Arthur Schlesinger Jr. carved out a unique role for himself in American life. The author of acclaimed works of award-winning American history and biography (including two Pulitzer Prizes and two National Book Awards), he also enthusiastically embraced the role of friend and confidant to significant movers and shakers on the national political stage. He was one of the founders of Americans for Democratic Action and a speechwriter and advisor to presidential candidate Adlai Stevenson, but he is probably best known for his role as a special assistant to President John F. Kennedy.
Schlesinger was also a prolific writer of letters—around 35,000—whose extraordinarily wide range of correspondents included fellow intellectuals, literary figures and many high government officials, such as his longtime friends Hubert Humphrey and Henry Kissinger. On the lighter side, he was glad to answer the questioner who wanted to know why he preferred bow ties and to oblige another who wanted him to draw a sketch of himself. His sons, Andrew and Stephen, have gone through this treasure trove to select the letters that best articulated his essential beliefs and captured the movement of his times. The result is the thoroughly engaging and enlightening The Letters of Arthur Schlesinger, Jr., most of which have never before been seen by the public.
It is fascinating to read of Schlesinger’s relationships and perceptions.

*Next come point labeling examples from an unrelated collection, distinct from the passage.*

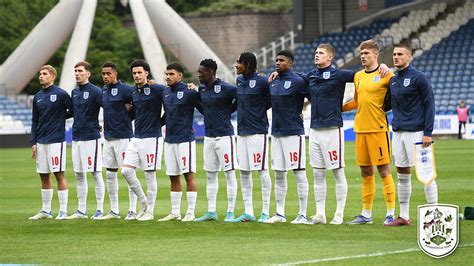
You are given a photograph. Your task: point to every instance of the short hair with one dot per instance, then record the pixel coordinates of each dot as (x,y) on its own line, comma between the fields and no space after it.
(209,63)
(140,63)
(404,45)
(87,66)
(328,47)
(50,69)
(176,66)
(369,44)
(110,64)
(249,60)
(287,54)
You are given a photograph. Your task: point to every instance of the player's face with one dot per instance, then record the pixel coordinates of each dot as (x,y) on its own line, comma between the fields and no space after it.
(46,79)
(82,75)
(283,63)
(401,57)
(322,58)
(173,77)
(205,75)
(368,57)
(240,67)
(140,76)
(109,75)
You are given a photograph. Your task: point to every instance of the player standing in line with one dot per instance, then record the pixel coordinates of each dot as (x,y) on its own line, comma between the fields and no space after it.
(372,132)
(51,107)
(326,136)
(218,99)
(253,101)
(117,132)
(413,118)
(86,144)
(288,141)
(180,144)
(146,147)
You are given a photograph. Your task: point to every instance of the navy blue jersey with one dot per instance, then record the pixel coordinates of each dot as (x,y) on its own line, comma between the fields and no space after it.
(117,121)
(218,101)
(288,91)
(412,101)
(327,86)
(51,107)
(147,104)
(179,102)
(86,103)
(253,101)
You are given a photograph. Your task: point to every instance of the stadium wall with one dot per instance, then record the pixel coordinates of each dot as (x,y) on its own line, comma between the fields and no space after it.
(229,35)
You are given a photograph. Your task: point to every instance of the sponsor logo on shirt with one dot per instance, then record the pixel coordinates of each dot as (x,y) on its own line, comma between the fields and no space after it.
(326,75)
(146,91)
(406,82)
(252,83)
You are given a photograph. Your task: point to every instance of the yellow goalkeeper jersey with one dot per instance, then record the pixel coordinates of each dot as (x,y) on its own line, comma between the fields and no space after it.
(371,90)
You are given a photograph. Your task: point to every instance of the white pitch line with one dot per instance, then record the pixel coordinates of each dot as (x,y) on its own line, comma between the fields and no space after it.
(363,256)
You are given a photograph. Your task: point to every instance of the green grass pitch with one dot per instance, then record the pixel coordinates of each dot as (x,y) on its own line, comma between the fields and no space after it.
(126,242)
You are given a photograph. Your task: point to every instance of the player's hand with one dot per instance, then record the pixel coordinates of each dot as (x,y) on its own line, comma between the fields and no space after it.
(427,141)
(191,86)
(384,70)
(272,76)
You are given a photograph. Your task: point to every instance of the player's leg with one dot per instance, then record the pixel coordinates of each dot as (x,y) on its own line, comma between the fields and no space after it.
(173,170)
(379,147)
(131,162)
(211,166)
(368,180)
(258,147)
(245,160)
(279,166)
(402,147)
(43,169)
(318,162)
(187,153)
(110,161)
(227,156)
(79,162)
(333,148)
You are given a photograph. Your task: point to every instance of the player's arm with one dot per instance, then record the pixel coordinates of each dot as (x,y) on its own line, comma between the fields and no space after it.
(429,109)
(68,106)
(34,121)
(352,104)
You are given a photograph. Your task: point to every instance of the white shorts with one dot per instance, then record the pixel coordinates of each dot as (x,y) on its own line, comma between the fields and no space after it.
(326,148)
(219,153)
(288,153)
(180,158)
(144,153)
(252,152)
(51,158)
(403,148)
(114,152)
(87,156)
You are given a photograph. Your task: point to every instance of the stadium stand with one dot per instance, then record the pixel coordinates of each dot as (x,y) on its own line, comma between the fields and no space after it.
(13,116)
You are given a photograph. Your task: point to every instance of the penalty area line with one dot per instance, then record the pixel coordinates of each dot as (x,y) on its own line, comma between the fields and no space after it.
(376,254)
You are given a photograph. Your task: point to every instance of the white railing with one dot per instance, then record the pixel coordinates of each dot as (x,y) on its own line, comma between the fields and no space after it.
(267,53)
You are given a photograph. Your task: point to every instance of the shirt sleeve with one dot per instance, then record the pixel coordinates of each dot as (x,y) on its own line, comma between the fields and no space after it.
(34,121)
(427,98)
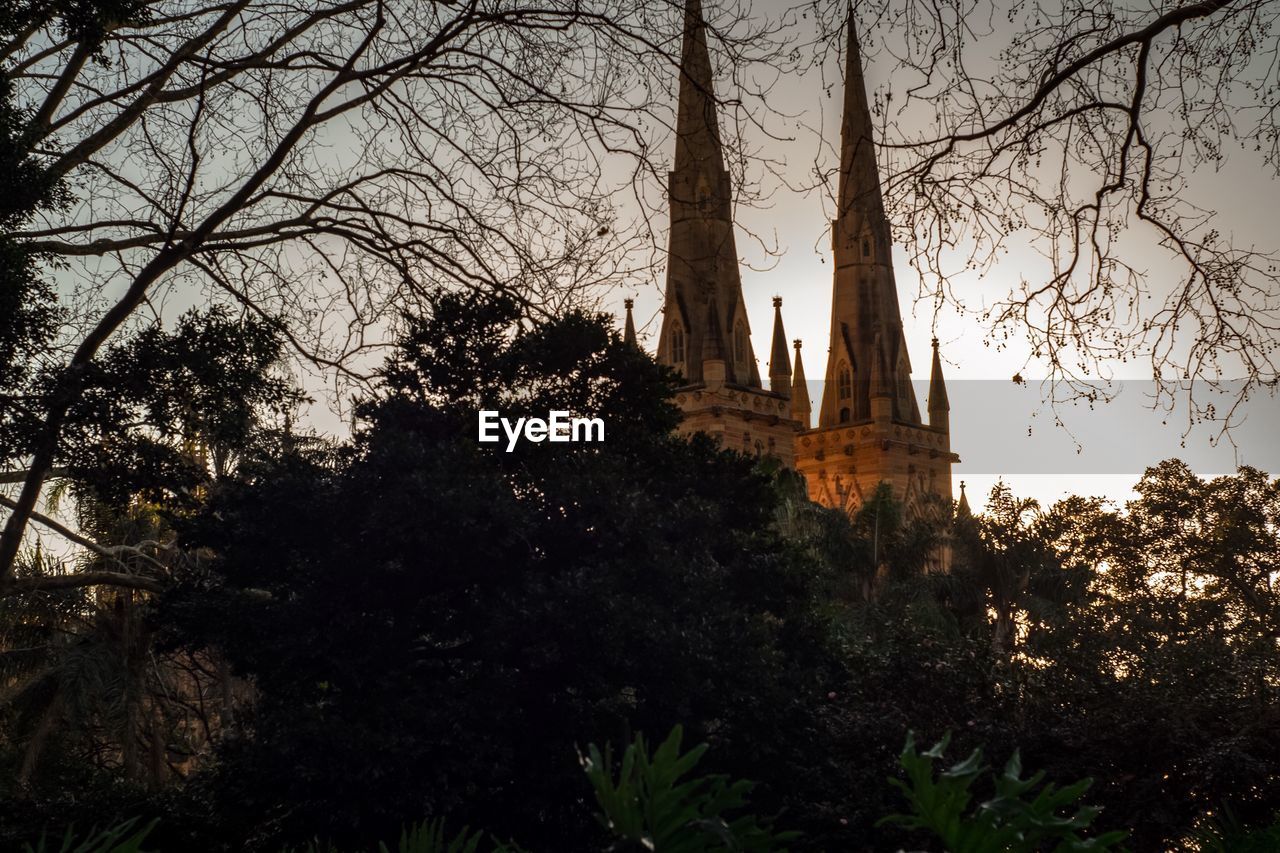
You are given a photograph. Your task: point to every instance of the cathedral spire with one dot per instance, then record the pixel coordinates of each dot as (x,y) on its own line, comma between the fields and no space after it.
(780,359)
(703,304)
(860,203)
(629,331)
(864,297)
(800,405)
(940,407)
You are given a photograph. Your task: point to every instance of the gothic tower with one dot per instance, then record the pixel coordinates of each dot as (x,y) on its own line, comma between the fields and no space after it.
(705,334)
(869,427)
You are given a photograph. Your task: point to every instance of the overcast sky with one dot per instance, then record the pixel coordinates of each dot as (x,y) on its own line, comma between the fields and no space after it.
(1000,429)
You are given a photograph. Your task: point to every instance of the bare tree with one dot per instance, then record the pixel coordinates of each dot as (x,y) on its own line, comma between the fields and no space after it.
(324,164)
(1086,129)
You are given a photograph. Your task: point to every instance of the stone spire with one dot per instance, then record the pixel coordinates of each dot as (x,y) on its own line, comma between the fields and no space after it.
(629,332)
(780,357)
(940,407)
(864,297)
(800,406)
(704,291)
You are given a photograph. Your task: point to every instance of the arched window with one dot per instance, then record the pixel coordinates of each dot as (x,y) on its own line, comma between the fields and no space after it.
(844,382)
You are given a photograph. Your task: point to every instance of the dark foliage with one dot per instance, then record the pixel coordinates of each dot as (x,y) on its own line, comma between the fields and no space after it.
(433,624)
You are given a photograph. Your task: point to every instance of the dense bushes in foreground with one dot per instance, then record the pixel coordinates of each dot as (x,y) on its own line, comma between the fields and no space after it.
(411,624)
(652,801)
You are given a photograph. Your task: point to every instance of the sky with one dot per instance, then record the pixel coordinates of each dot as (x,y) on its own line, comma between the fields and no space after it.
(1000,429)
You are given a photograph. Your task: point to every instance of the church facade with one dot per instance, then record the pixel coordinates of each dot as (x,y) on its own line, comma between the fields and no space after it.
(868,429)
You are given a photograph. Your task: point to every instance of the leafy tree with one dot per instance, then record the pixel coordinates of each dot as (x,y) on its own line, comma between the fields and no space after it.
(1022,816)
(432,623)
(312,165)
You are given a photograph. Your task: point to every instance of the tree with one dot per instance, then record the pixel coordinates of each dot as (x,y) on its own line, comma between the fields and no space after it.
(312,165)
(433,624)
(1161,680)
(1084,129)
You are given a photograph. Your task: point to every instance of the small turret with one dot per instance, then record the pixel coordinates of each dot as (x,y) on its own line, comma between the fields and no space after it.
(940,409)
(800,406)
(629,332)
(780,360)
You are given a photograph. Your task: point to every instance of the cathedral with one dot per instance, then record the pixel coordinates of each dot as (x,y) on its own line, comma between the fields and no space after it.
(868,424)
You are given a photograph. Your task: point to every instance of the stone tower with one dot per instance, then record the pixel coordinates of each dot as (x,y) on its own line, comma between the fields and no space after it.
(869,427)
(705,334)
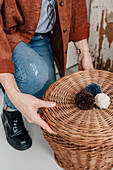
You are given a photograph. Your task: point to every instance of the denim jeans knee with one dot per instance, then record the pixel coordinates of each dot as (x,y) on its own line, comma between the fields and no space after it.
(32,69)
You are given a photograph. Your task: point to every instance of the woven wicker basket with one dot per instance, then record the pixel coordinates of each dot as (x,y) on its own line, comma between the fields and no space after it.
(84,139)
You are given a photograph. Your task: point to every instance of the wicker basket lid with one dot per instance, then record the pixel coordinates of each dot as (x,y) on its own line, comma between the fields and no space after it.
(68,120)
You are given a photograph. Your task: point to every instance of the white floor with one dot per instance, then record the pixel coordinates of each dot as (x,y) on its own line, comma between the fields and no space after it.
(39,157)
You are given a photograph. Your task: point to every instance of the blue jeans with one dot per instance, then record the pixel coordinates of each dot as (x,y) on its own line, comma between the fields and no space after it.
(34,67)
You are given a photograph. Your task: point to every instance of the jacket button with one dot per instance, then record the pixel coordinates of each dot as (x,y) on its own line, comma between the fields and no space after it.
(61,3)
(64,30)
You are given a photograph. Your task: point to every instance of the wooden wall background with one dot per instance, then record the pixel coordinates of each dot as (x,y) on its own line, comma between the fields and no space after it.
(101,34)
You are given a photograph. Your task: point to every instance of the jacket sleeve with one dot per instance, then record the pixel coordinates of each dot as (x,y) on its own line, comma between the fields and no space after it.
(6,64)
(79,21)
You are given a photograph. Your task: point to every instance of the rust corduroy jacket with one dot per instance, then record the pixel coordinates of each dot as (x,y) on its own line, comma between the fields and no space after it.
(18,22)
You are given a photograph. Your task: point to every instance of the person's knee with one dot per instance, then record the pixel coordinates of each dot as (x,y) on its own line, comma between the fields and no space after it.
(37,76)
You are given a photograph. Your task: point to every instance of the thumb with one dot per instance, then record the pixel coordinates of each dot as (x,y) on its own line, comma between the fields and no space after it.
(47,104)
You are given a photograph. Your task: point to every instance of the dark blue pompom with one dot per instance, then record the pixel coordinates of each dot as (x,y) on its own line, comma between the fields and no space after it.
(94,89)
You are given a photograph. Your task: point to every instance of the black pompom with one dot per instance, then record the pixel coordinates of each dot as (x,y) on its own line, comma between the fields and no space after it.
(84,100)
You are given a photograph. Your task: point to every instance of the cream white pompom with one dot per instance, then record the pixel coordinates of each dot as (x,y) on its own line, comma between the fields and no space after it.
(102,100)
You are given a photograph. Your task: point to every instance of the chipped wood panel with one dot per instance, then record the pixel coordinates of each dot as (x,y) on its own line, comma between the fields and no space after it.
(101,34)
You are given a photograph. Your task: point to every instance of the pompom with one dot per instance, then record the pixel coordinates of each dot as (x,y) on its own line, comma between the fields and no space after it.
(84,100)
(94,89)
(102,100)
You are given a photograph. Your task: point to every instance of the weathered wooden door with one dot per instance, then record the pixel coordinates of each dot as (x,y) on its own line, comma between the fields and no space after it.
(101,34)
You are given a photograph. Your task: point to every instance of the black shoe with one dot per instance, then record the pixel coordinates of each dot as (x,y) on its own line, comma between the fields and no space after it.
(16,134)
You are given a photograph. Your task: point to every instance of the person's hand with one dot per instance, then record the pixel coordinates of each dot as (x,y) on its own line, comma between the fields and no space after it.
(85,61)
(28,105)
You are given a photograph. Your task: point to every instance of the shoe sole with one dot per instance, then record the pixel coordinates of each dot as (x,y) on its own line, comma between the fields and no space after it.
(10,142)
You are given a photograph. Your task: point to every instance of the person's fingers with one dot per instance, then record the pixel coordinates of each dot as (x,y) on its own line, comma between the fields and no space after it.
(42,103)
(43,124)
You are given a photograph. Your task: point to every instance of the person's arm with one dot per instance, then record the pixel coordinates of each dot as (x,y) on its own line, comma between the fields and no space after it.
(27,104)
(84,57)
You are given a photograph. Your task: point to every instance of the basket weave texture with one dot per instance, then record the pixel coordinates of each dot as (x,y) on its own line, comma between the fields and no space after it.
(84,138)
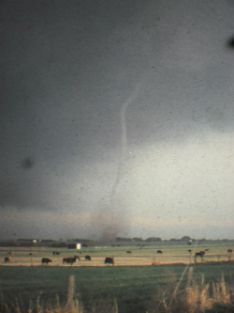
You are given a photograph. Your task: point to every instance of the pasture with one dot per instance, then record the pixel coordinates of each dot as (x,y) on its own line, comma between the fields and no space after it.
(134,288)
(123,256)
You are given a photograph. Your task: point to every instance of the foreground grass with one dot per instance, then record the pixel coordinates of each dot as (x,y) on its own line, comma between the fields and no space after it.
(188,295)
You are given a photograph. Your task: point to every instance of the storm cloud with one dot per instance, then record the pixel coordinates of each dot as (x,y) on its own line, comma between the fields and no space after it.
(69,70)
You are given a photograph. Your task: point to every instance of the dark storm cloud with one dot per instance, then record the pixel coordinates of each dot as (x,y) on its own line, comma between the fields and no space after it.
(67,69)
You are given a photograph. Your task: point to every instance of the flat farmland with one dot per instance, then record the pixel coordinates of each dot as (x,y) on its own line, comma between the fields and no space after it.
(123,256)
(134,288)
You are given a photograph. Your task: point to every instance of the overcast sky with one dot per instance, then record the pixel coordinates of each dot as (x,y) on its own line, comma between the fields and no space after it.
(116,118)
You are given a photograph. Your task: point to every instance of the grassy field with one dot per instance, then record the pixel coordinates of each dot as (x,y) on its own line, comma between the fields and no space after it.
(145,255)
(133,288)
(133,282)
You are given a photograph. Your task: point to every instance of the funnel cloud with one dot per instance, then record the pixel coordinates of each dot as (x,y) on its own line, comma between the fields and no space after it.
(116,119)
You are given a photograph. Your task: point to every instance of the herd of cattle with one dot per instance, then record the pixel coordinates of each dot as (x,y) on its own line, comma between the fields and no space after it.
(200,255)
(73,259)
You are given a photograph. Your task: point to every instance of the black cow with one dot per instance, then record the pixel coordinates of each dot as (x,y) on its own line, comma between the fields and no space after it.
(46,261)
(109,260)
(71,260)
(56,253)
(7,259)
(200,254)
(88,258)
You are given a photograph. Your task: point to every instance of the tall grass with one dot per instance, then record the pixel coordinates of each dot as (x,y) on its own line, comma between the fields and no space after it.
(189,295)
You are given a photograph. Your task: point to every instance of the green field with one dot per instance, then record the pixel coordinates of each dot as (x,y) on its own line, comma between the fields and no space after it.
(134,288)
(139,255)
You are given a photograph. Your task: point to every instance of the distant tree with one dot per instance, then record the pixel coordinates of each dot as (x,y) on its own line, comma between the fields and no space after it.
(137,239)
(185,238)
(153,239)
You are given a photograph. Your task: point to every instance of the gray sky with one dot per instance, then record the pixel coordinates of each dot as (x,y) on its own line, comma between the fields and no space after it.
(116,118)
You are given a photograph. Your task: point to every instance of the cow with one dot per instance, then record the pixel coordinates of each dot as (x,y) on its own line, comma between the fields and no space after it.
(71,260)
(46,261)
(88,258)
(229,252)
(109,260)
(56,253)
(7,259)
(200,254)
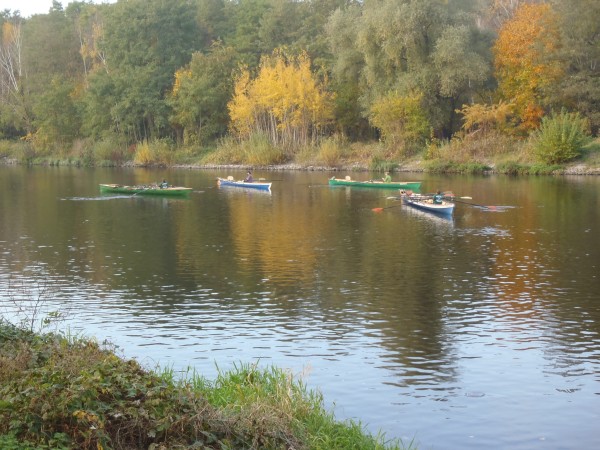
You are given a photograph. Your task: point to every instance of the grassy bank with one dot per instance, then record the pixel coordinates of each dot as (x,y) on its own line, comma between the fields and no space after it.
(492,154)
(62,392)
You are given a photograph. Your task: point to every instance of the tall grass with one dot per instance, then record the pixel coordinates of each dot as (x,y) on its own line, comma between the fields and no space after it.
(561,138)
(59,393)
(257,150)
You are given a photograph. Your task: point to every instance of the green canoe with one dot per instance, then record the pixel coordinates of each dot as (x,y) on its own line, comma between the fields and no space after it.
(144,190)
(409,185)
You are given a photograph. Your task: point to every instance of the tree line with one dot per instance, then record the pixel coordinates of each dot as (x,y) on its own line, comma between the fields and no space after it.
(192,72)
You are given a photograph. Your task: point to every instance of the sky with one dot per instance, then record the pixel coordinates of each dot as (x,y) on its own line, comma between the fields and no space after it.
(30,7)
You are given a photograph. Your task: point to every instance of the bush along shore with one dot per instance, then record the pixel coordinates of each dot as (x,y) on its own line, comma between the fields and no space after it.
(63,392)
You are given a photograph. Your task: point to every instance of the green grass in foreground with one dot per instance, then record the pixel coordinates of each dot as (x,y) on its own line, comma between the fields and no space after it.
(65,393)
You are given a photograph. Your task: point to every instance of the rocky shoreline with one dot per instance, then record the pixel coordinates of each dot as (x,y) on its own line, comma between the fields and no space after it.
(416,166)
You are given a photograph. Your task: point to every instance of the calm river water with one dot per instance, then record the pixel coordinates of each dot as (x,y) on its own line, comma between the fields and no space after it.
(482,331)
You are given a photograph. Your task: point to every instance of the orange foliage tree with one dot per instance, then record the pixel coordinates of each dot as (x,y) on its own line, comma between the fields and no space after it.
(525,62)
(285,102)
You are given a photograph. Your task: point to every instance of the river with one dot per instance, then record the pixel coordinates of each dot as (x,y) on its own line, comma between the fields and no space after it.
(478,331)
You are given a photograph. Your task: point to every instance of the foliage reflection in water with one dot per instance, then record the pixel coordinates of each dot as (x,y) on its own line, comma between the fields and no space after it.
(442,330)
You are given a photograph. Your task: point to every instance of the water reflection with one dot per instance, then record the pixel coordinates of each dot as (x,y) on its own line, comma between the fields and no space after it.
(413,323)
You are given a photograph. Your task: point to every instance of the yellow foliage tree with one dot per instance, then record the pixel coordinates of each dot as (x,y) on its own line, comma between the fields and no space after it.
(401,119)
(285,102)
(485,117)
(524,60)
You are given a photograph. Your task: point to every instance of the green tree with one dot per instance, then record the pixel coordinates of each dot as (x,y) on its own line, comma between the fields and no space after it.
(560,138)
(402,121)
(201,92)
(526,63)
(57,119)
(579,89)
(413,45)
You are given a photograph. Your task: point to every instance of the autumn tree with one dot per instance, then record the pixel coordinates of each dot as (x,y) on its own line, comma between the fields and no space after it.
(404,46)
(402,120)
(14,105)
(580,34)
(201,92)
(285,102)
(525,61)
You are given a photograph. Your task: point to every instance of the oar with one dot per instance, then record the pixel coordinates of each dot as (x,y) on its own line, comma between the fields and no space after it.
(491,207)
(387,207)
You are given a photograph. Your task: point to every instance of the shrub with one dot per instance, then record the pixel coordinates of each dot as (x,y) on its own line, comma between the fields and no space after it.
(331,152)
(560,138)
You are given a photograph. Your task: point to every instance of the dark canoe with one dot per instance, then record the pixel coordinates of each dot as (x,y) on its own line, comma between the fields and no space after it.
(425,203)
(409,185)
(144,190)
(261,185)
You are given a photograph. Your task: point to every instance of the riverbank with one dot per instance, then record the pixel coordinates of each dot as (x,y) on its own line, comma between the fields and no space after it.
(72,393)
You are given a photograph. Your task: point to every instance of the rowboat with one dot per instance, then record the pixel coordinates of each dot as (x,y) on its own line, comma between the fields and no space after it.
(230,182)
(426,203)
(152,189)
(412,185)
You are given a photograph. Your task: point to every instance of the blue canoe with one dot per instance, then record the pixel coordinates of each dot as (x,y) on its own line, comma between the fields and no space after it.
(261,185)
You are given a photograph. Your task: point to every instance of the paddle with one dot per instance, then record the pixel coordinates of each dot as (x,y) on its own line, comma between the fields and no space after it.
(491,207)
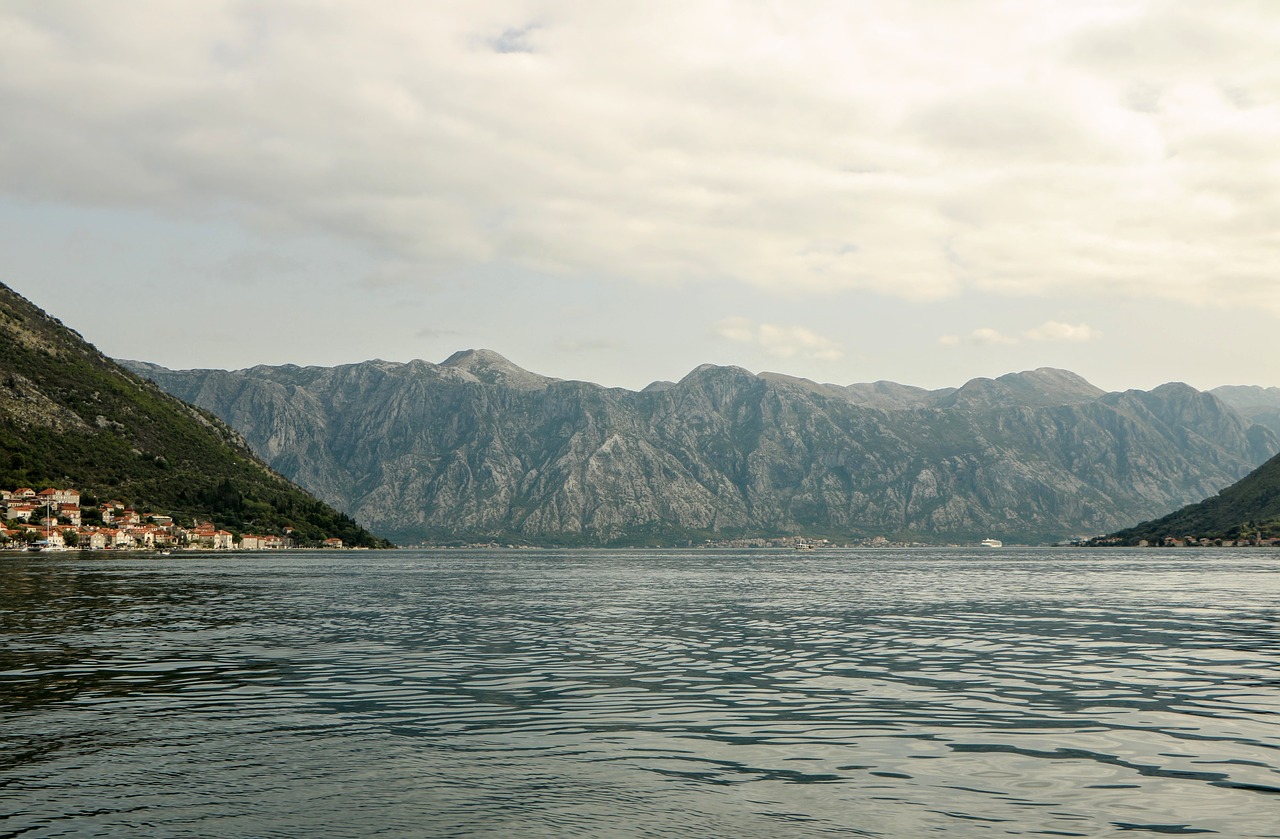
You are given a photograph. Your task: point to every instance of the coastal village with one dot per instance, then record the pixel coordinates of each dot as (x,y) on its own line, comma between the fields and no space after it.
(55,519)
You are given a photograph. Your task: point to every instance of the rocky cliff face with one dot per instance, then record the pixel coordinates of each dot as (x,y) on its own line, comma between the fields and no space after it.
(476,448)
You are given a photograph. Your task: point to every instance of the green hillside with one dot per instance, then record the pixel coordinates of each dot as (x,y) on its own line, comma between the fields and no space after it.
(1247,509)
(69,416)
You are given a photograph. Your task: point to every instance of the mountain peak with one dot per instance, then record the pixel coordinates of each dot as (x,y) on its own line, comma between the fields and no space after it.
(492,368)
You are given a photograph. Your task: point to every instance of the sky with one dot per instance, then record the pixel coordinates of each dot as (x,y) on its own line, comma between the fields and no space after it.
(922,191)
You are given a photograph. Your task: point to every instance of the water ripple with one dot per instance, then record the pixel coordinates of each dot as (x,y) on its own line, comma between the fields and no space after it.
(643,694)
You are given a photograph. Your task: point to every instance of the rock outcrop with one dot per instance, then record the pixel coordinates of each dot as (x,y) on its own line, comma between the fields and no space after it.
(479,448)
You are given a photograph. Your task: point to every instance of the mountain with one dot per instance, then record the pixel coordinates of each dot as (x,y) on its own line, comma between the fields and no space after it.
(476,448)
(1257,404)
(1247,509)
(72,418)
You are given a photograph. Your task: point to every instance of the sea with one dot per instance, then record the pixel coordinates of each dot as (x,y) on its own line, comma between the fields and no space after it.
(1008,692)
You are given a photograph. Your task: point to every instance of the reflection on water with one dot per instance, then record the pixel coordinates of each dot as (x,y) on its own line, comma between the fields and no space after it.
(849,693)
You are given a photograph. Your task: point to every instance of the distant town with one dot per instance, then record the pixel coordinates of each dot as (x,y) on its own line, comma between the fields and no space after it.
(56,520)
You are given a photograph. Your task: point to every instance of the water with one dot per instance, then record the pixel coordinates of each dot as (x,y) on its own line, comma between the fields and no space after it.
(845,693)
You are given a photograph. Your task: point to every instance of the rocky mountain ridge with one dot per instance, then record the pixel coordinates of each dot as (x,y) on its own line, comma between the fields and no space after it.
(72,418)
(476,448)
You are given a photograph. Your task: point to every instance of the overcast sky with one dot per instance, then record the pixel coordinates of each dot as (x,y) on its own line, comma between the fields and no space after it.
(922,191)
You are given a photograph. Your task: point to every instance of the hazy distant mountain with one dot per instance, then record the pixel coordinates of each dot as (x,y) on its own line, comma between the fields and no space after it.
(1257,404)
(476,448)
(72,418)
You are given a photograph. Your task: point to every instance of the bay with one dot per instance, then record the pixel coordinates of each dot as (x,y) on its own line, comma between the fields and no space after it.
(643,693)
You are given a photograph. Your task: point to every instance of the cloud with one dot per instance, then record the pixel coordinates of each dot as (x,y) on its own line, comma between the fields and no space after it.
(917,150)
(1052,331)
(1048,332)
(780,341)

In 1946, at a dinner at influential columnist Joseph Alsop’s home, he met John F. Kennedy, then a member of the House of Representatives. “Kennedy seemed sincere and not unintelligent, but kind of on the conservative side,” he reported to his parents. By 1955, when Kennedy was in the Senate, he and Schlesinger had become friends, and Kennedy asked the historian to read his rough manuscript for Profiles in Courage and be “ruthlessly frank in giving me your criticism, comments and suggestions”—which Schlesinger was.
Politicians occasionally asked for his advice, and he would help if he could. At the same time he would often presumptuously send them unsolicited suggestions, sometimes at great length. He was especially concerned, for example, with the way Kennedy and Stevenson dealt with the issue of civil rights, a subject he felt passionately about.
Schlesinger did not shy away from disagreement with his correspondents. He and close friend John Kenneth Galbraith parted ways on the presidential race in 1980. Galbraith supported President Carter, while Schlesinger, who was disappointed with Carter’s first-term performance, backed independent John Anderson. Schlesinger wrote to Galbraith: “I really don’t understand why you are so agitated about Reagan. . . . He served two terms as governor of California and, as far as I know, did nothing very much except to flow with the tide. He is an accommodator, not an ideologue.”
I enthusiastically recommend this window into the world of a prominent historian who was also, in more than one way, a man of letters.